L’ambiance est américaine, entre nostalgie des années 1970 et modernité. Dès le pilote, la bande-son diffuse « Golden Years » de David Bowie, et « Thunder Road » de Bruce Springsteen. Les images désertiques, filmées entre Albuquerque et Santa Fe, au Nouveau-Mexique, participent du sentiment de vide qui plane sur le village et ses habitants. La musique ajoute à ce côté Far West. Composée par John Paesano, élève de John Williams, elle rappelle par moments la bande originale d’Indiana Jones.

Action, suspense et... course à la jeunesse

Le rapport avec « Stranger Things » ? Un grand policier bourru, des créatures repoussantes, des jeux de lumières, une colorimétrie qui crie les années 1970-1980, et une journaliste très très secondaire nommée Érica.

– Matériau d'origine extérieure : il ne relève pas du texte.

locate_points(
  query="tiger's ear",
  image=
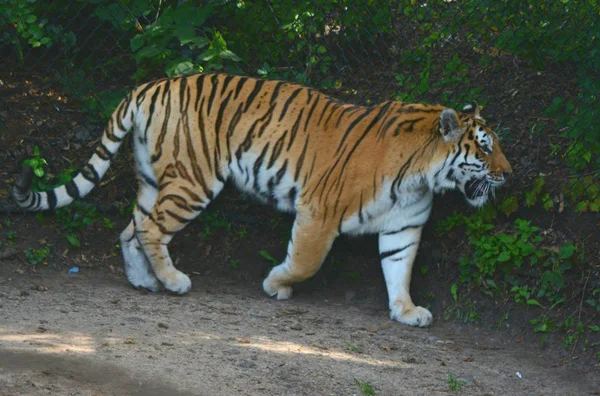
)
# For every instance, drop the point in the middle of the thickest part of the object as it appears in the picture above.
(449, 127)
(473, 110)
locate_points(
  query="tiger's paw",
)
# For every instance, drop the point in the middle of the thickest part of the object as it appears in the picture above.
(147, 282)
(178, 282)
(282, 292)
(141, 278)
(417, 316)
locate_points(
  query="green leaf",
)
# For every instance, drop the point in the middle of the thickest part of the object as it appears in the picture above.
(533, 302)
(185, 34)
(73, 240)
(267, 256)
(137, 42)
(454, 291)
(491, 283)
(504, 256)
(179, 68)
(566, 251)
(227, 54)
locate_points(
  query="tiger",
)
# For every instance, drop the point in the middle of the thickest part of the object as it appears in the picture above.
(340, 168)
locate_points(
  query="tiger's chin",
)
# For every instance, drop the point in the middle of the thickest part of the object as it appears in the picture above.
(478, 191)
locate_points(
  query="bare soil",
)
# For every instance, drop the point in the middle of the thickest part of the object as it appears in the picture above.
(91, 334)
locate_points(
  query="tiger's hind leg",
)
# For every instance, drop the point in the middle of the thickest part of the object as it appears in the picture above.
(137, 268)
(310, 242)
(175, 207)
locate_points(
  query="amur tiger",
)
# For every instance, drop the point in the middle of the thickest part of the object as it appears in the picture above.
(342, 168)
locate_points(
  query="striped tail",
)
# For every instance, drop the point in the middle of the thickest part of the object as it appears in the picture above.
(120, 123)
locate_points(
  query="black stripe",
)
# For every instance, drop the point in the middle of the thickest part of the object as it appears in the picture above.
(151, 113)
(289, 101)
(301, 159)
(257, 165)
(167, 87)
(182, 85)
(410, 125)
(329, 102)
(161, 137)
(253, 94)
(402, 229)
(277, 148)
(351, 108)
(90, 174)
(103, 152)
(143, 210)
(240, 85)
(219, 120)
(351, 127)
(295, 129)
(425, 209)
(142, 94)
(376, 119)
(148, 180)
(225, 84)
(176, 216)
(276, 91)
(384, 255)
(51, 197)
(72, 189)
(34, 200)
(199, 84)
(292, 195)
(213, 92)
(312, 109)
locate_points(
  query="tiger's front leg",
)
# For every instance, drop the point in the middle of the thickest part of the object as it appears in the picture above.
(397, 250)
(310, 242)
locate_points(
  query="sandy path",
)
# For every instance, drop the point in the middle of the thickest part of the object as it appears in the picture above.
(91, 334)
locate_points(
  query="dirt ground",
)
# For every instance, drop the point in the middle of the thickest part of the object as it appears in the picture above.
(90, 333)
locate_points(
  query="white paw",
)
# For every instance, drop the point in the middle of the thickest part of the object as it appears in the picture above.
(283, 292)
(417, 316)
(138, 272)
(146, 281)
(178, 282)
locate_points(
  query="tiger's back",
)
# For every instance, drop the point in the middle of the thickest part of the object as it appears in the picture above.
(342, 168)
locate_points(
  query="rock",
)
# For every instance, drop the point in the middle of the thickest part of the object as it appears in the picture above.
(296, 326)
(350, 294)
(469, 379)
(82, 134)
(246, 364)
(7, 252)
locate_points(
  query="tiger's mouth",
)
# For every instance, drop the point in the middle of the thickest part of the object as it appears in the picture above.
(475, 189)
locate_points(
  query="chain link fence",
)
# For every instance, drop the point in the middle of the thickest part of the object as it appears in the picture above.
(533, 65)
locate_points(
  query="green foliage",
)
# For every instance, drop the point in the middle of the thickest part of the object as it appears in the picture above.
(37, 256)
(365, 387)
(454, 384)
(179, 42)
(267, 256)
(23, 17)
(527, 268)
(579, 119)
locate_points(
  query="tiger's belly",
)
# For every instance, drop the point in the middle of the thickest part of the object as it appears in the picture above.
(412, 207)
(272, 184)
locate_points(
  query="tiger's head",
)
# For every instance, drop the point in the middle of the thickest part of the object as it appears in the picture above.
(475, 163)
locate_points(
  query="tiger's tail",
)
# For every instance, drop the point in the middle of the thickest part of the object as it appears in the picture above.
(120, 123)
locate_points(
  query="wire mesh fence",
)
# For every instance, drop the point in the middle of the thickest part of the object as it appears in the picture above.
(533, 65)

Pourtant, la série surprend par son originalité : on ne s’ennuie pas, malgré les thèmes abordés parfois pesants.

Les créateurs, eux, rejettent le rapport à la série Netflix événement dans une interview donnée pour IGN : « C’est certainement un hommage. La différence, c’est que ça se passe de nos jours, explique Jeffrey Addiss. Le ton, l’atmosphère, et le sens de l’aventure rappellent le studio Amblin (la société de production de Steven Spielberg). »

Parsemée d’action, mais surtout baignée de suspens, cette série parle de la course à la jeunesse, dont on ne sort pas toujours indemne. Implicitement, « The Boroughs » semble être un plaidoyer contre ces maisons de retraite où l’on abandonne les personnes âgées desquelles on ne peut plus s’occuper. Sans toutefois entrer dans le jugement, car après tout, les vilains ne sont pas toujours ceux qu’on croit…

La note de la rédaction : 4/5

« The Boroughs : retraite rebelle », série américaine d’épouvante (2026), produite par The Duffer Brothers, créée par Jeffrey Addiss et Will Matthews. Avec Alfred Molina, Alfre Woodard, Geena Davis, Jena Malone. À partir de 13 ans, 8 épisodes entre 40 min et 55 min.